FHA insured loans feature down payments as low as 3.5%. Borrowers considering the purchase of a home with an FHA or conventional mortgage should anticipate this expense as they make a budget that includes the new home purchase. There are a variety of costs associated with a home loan including the down payment, closing costs, appraisal fees and other expenses.
The down payment can be daunting for some borrowers–having enough time to save up for the expenses of a new home purchase is one reason most real estate experts and financial planners recommend borrowers spend at least a year preparing for a home loan. But even for those who take the time to plan and save, the down payment requirement may be more than they can afford.
Is there any hope for those on strict budgets who can afford the monthly mortgage but struggle to come up with a down payment on an FHA insured home loan?

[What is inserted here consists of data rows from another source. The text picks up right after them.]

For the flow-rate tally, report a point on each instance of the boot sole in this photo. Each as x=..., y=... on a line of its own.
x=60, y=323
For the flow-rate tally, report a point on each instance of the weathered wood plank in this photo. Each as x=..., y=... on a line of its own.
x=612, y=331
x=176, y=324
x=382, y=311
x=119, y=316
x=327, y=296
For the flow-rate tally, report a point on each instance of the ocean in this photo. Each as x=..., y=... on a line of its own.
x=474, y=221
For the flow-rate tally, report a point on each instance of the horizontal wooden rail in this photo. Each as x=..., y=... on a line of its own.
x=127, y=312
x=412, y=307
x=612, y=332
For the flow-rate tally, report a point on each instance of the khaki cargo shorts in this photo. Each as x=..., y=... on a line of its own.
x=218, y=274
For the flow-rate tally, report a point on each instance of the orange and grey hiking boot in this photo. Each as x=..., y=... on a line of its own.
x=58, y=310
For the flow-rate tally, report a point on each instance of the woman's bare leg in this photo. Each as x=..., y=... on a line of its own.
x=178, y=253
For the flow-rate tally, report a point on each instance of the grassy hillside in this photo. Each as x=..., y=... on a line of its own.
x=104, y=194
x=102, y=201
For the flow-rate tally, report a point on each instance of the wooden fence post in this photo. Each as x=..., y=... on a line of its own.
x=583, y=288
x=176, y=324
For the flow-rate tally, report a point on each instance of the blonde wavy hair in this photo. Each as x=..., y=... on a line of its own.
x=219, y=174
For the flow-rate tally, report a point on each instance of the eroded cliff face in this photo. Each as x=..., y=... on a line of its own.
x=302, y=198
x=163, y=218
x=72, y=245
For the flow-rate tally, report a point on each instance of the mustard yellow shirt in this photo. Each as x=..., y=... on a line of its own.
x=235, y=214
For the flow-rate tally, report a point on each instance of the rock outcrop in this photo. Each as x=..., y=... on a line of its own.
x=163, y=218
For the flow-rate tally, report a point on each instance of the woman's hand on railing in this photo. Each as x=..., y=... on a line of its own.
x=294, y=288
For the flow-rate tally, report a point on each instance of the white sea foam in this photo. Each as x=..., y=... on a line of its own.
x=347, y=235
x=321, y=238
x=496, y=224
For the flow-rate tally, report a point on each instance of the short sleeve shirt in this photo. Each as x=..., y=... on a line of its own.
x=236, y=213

According to the FHA, down payment money can be supplied by a relative in the form of gift funds–this money is required to be deposited and proof of deposit must be shown. But gift money isn’t the only option for borrowers who need help making a down payment. The FHA also permits the applicant to use borrowed money for the down payment, subject to FHA guidelines.
According to the FHA, “Funds can be borrowed for the total required investment as long as satisfactory evidence is provided that the funds are fully secured by investment accounts or real property. Such assets may include stocks, bonds, real estate (other than the property being purchased), etc.”
The FHA also permits some kinds of signature loan money to be used as the down payment on a mortgage. The rules say “certain types of loans secured against deposited funds, such as signature loans, the cash value of life insurance policies, loans secured by 401(k)s, etc., in which repayment may be obtained through extinguishing the asset; do not require consideration of a repayment for qualifying purposes.”
In these cases, the assets securing the down payment loan amount “may not be included as assets to close or otherwise considered as available to the borrower.” FHA rules say down payment loan money cannot come from unsecured loans or credit card cash advances.
The origin of the loan money is also restricted by “interest”. If the borrower takes out a loan for an FHA loan down payment, that loan must come from a third party unconnected to the sale of the home. Anyone with a financial stake in the outcome of the sale of the property is forbidden from issuing a loan for down payment purposes–including the seller, the broker, or the lender issuing the FHA mortgage.